Hal ini ke depannya akan menguntungkan kota Bandung, karena nantinya bakal konsumen sendiri yang melakukan seleksi mana makanan yang pantas mereka santap dan mana yang tidak. Daya beli juga sebetulnya bukanlah sebuah masalah besar. Seperti The WindChime, Joongla, Seroja, Dailah, dan Jungchan, walau masing-masing punya konsep berbeda dan harga jual yang berbeda, mereka bergerak bersama-sama untuk mengedukasi konsumen di Bandung tentang potensi hidangan yang dapat dinikmati kota itu. Yang satu memperlihatkan konsep hidangan kontemporer, yang satu memperkenalkan tentang new Indonesian cuisine, yang satu membuka mata bahwa pangan lokal bisa sebanding dengan bahan baku impor, dan lainnya. Perbanyak tempat-tempat makan seperti ini.

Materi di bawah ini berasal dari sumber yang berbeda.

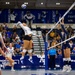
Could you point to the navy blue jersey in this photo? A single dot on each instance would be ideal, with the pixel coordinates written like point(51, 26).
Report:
point(66, 45)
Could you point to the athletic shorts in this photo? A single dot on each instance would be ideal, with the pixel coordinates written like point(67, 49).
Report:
point(27, 37)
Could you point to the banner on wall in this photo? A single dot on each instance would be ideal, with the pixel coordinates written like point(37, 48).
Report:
point(41, 16)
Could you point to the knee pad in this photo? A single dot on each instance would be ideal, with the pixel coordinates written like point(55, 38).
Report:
point(24, 50)
point(30, 51)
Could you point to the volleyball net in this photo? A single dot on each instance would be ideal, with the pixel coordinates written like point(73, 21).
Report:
point(46, 43)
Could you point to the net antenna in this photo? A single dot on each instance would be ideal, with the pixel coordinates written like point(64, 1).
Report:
point(46, 43)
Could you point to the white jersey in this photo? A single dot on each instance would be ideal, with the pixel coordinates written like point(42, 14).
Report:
point(10, 52)
point(26, 29)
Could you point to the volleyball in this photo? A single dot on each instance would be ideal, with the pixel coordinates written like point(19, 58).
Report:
point(23, 6)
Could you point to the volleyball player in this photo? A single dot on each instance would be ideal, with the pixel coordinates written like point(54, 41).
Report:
point(27, 42)
point(3, 45)
point(66, 51)
point(9, 55)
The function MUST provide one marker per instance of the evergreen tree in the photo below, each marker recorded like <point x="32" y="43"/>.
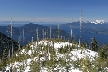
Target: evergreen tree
<point x="94" y="44"/>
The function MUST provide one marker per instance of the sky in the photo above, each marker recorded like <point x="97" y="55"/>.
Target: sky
<point x="53" y="10"/>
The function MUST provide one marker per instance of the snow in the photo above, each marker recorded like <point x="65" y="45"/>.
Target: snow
<point x="74" y="55"/>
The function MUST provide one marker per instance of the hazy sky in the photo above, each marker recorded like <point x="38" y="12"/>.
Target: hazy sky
<point x="53" y="10"/>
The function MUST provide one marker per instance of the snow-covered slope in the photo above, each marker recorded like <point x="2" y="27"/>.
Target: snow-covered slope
<point x="50" y="56"/>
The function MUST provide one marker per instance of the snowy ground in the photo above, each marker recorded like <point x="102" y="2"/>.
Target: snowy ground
<point x="74" y="55"/>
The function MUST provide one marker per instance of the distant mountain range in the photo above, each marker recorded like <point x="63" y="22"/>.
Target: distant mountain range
<point x="30" y="31"/>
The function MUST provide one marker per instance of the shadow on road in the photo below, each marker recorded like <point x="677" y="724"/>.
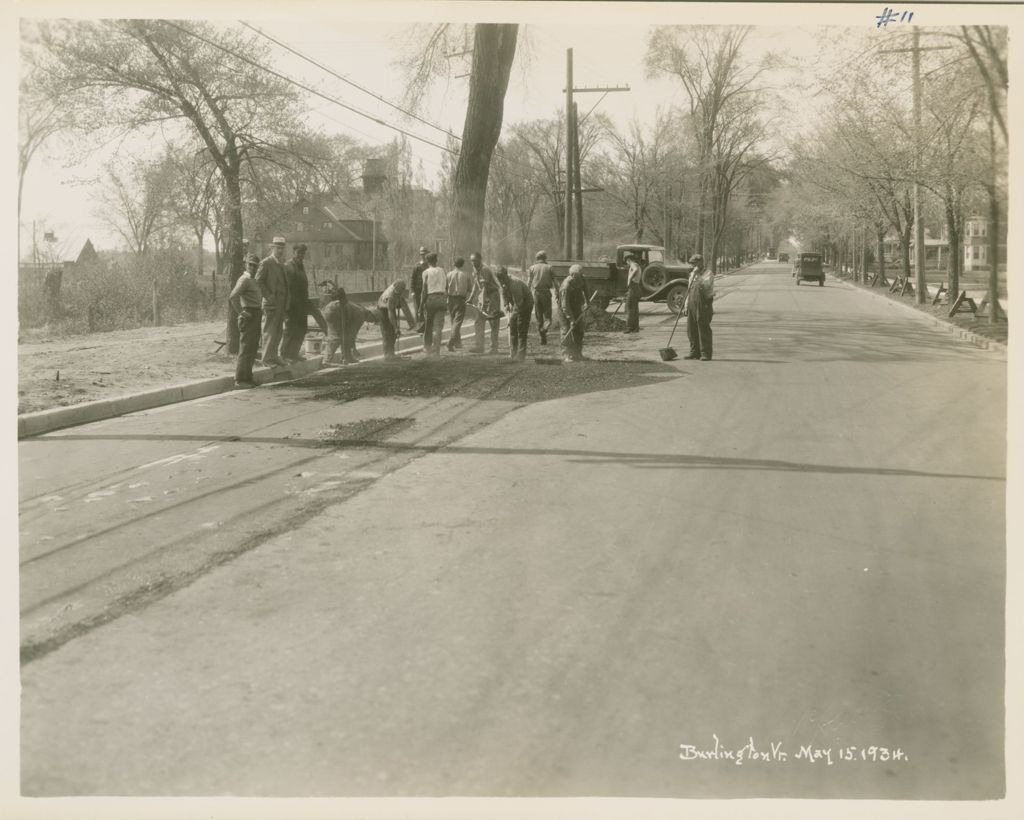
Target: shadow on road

Lalu, Bandung juga harus saling menopang antar pelaku restoran. Sudah bukan zamannya lagi industri restoran main sendiri-sendiri. Industri restoran ibarat sebuah komunitas yang luar biasa besar. Jangan pelit ilmu, saling berbagi kemampuan. Belajar dari pelaku kopi, industri mereka bergerak dengan sangat cepat dikarenakan mereka bergerak bersama-sama. Urusan bisnis dan kompetisi, biarlah semuanya berkompetisi dengan sehat. Bukankah kompetisi yang baik itu bila seluruh pesertanya berada dalam level yang sama? Bukan kompetisi sehat namanya bila yang satu jauh lebih menonjol dari yang lainnya. Juga yang tak kalah penting, jalin kerjasama dengan banyak petani, peternak, dan pengrajin pangan lokal, ini adalah potensi Bandung yang tidak bisa ditiru karena alam yang menyediakan.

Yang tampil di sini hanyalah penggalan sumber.